Video features used per team team I3D C3D CNN+pool CNN+seq audio EURECOM X FDU X IMFD_IMPRESEE X X Insight_DCU X KsLab X PicSOM X RUCMM X X RUC_AIM3 X X X UTS_ISA X X 9 teams 5 3 2 3 1

Conclusions In the PicSOM experiments the use of also the COCO dataset proved to be beneficial Naïve use of fake video features for images was better than not to use images at all This conclusion might be different if our overall result level were higher we used more video data than just TGIF we used better video features than I3D we used pooling or RNN based aggregation of framewise features our implementation of self-critical training were better Model performance was very stable from validation with 2018 data to 2019 test data No other team used COCO dataset anymore Our results we clearly behind those of the best teams Specifying the run types in the way it was done now might be discontinued

Image Data, Video Data and Both in VTT Model Training Video-to-Text - PowerPoint PPT Presentation

Image Data, Video Data and Both in VTT Model Training Video-to-Text Task in TRECVID 2019 Jorma Laaksonen, PicSOM Team Department of Computer Science Aalto University School of Science Espoo, Finland November 13th, 2019 Contents Background

DIH summer school Introduction to brokerage Contact information: Heidi Korhonen (VTT) +358

Passive Monitoring of RTT spikes Jorma Kilpi VTT Information Technology P.O.Box 1202, 02044 VTT,

Image Restoration Image Enhancement and Image Restoration both deal with improving images. Image

Responsible Research and Innovation (RRI) Adjunct Professor & Principal Scientist Mika

Dynamic Approach to Service Level Agreement Risk Pirkko Kuusela and Ilkka Norros VTT, Technical

Image and Video Coding: Encoder Control D D = - R d R Problem Statement / Scope of Image

Image and Video Coding: Introduction bitstream encoder decoder Motivation Image and Video

Sustainable circular economy value propositions in clothing as a service -model IS PIM Virtual

OpenProd Demonstration Video for Dynamic Maintenance Service Model Tero Jokinen VTT

Trust and Cloud Services - An Interview Study Ilkka Uusitalo, Kaarina Karppinen, Arto Juhola and

TRANSIT BUS EMISSION STUDY COMPARISON OF EMISSIONS FROM DIESEL AND NATURAL GAS BUSES Nils-Olof

1 VTT TECHNICAL RESEARCH CENTRE OF FINLAND Applications Augmented on-site visualisation

1 VTT TECHNICAL RESEARCH CENTRE OF FINLAND Applications Augmented on-site visualisation

SUSTAINABLE UTILITY OF WOOD BIOMASS CURRENT TRENDS AT VTT Finnish-Japanese Workshop on

Energy-aware job scheduler for high- performance computing 7.9.2011 Olli Mmmel (VTT), Mikko

Video Games Written and Researched by: Patrick Kania First Video Game The first Video Game made

1 SVD applications: rank, column, row, and null spaces Rank : the rank of a matrix is equal to:

Personal Photo Enhancement using Example Images Neel Joshi Wojciech Matusik, Edward H. Adelson,

Linear Transformations Marco Chiarandini Department of Mathematics & Computer Science

CSSE463: Image Recognition Day 14 Lab due Weds. These solutions assume that you don't

CS 188: Artificial Intelligence Spring 2011 Lecture 21: Perceptrons 4/13/2010 Pieter Abbeel

Bag of Words Model Overview of todays lecture Bag-of-words. K-means clustering.

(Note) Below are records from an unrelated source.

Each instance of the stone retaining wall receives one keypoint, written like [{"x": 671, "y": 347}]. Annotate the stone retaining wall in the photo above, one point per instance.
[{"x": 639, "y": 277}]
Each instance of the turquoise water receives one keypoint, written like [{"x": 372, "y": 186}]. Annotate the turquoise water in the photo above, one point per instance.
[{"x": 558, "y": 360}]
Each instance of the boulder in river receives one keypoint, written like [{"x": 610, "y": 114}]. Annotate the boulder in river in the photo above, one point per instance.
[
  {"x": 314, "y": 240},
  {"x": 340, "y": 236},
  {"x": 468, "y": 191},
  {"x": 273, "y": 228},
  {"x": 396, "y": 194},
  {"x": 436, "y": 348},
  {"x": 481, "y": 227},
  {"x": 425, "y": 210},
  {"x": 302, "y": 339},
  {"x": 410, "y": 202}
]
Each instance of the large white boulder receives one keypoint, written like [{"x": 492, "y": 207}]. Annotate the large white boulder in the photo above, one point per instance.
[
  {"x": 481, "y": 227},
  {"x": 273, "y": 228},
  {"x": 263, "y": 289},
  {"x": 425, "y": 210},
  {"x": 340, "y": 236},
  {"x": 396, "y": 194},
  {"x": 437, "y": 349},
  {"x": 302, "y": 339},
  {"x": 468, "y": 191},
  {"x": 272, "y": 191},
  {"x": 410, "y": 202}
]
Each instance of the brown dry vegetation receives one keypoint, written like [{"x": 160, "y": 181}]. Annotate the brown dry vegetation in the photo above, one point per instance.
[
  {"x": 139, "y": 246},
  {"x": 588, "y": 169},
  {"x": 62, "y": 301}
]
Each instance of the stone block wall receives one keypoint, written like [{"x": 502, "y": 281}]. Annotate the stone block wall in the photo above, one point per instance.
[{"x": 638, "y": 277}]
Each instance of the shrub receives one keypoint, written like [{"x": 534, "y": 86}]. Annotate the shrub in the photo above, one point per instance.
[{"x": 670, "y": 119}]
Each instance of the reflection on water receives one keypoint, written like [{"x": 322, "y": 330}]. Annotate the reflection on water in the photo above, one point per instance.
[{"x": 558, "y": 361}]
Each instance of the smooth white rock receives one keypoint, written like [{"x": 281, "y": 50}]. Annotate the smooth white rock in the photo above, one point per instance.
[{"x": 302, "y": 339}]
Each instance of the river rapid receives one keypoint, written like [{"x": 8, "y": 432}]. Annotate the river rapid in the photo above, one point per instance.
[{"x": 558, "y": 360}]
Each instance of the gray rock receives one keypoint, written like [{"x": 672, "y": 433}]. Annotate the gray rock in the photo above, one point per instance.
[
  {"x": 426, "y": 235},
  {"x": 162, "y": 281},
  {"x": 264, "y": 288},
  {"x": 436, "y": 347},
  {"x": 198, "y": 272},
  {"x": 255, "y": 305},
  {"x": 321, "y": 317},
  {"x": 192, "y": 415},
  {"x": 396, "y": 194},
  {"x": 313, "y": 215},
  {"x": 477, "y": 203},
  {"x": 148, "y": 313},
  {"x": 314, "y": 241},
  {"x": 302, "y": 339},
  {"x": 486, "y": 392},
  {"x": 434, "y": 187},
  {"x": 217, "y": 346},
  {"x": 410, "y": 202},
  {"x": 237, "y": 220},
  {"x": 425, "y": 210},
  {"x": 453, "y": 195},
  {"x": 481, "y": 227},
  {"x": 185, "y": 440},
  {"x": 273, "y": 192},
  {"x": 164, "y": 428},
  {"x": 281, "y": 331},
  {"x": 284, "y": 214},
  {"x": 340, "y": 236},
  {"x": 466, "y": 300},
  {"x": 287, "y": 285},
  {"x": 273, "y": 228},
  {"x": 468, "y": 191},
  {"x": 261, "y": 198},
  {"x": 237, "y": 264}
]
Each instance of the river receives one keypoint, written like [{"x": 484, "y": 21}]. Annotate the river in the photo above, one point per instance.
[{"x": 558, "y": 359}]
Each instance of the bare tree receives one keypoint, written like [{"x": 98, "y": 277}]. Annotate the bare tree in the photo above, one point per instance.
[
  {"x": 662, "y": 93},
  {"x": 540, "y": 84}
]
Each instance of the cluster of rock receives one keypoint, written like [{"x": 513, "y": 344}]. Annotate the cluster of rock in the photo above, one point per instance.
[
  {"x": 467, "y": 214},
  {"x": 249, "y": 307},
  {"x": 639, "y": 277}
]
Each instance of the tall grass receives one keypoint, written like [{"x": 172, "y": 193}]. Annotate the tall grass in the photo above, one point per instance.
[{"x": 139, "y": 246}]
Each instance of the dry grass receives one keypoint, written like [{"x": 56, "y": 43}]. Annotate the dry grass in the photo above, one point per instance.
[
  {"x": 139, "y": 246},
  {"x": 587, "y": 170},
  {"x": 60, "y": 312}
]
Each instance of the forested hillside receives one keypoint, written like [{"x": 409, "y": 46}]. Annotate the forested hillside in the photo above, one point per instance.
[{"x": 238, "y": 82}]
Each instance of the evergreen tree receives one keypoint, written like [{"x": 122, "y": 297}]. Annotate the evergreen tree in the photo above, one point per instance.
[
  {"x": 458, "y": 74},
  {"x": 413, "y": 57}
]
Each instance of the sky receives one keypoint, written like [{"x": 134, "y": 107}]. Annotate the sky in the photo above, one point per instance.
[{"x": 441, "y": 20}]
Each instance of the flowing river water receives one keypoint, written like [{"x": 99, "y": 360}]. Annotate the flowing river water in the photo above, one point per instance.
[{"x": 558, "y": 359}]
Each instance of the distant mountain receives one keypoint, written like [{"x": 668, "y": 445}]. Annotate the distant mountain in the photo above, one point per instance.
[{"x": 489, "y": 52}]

SixTrack / BOINC Updates Veronica Berglyd Olsen General SixTrack Meeting Thursday, 13 June 2019

Lt. Leighton and Lt. Shawna Miller Lt. Leighton Miller US Navy Operation Desert Storm

Image Data, Video Data and Both in VTT Model Training Video-to-Text - PowerPoint PPT Presentation

Image Data, Video Data and Both in VTT Model Training Video-to-Text Task in TRECVID 2019 Jorma Laaksonen, PicSOM Team Department of Computer Science Aalto University School of Science Espoo, Finland November 13th, 2019 Contents Background

DIH summer school Introduction to brokerage Contact information: Heidi Korhonen (VTT) +358

Passive Monitoring of RTT spikes Jorma Kilpi VTT Information Technology P.O.Box 1202, 02044 VTT,

Image Restoration Image Enhancement and Image Restoration both deal with improving images. Image

Responsible Research and Innovation (RRI) Adjunct Professor &amp; Principal Scientist Mika

Dynamic Approach to Service Level Agreement Risk Pirkko Kuusela and Ilkka Norros VTT, Technical

Image and Video Coding: Encoder Control D D = - R d R Problem Statement / Scope of Image

Image and Video Coding: Introduction bitstream encoder decoder Motivation Image and Video

Sustainable circular economy value propositions in clothing as a service -model IS PIM Virtual

OpenProd Demonstration Video for Dynamic Maintenance Service Model Tero Jokinen VTT

Trust and Cloud Services - An Interview Study Ilkka Uusitalo, Kaarina Karppinen, Arto Juhola and

TRANSIT BUS EMISSION STUDY COMPARISON OF EMISSIONS FROM DIESEL AND NATURAL GAS BUSES Nils-Olof

1 VTT TECHNICAL RESEARCH CENTRE OF FINLAND Applications Augmented on-site visualisation

1 VTT TECHNICAL RESEARCH CENTRE OF FINLAND Applications Augmented on-site visualisation

SUSTAINABLE UTILITY OF WOOD BIOMASS CURRENT TRENDS AT VTT Finnish-Japanese Workshop on

Energy-aware job scheduler for high- performance computing 7.9.2011 Olli Mmmel (VTT), Mikko

Video Games Written and Researched by: Patrick Kania First Video Game The first Video Game made

1 SVD applications: rank, column, row, and null spaces Rank : the rank of a matrix is equal to:

Personal Photo Enhancement using Example Images Neel Joshi Wojciech Matusik, Edward H. Adelson,

Linear Transformations Marco Chiarandini Department of Mathematics &amp; Computer Science

CSSE463: Image Recognition Day 14 Lab due Weds. These solutions assume that you don't

CS 188: Artificial Intelligence Spring 2011 Lecture 21: Perceptrons 4/13/2010 Pieter Abbeel

Bag of Words Model Overview of todays lecture Bag-of-words. K-means clustering.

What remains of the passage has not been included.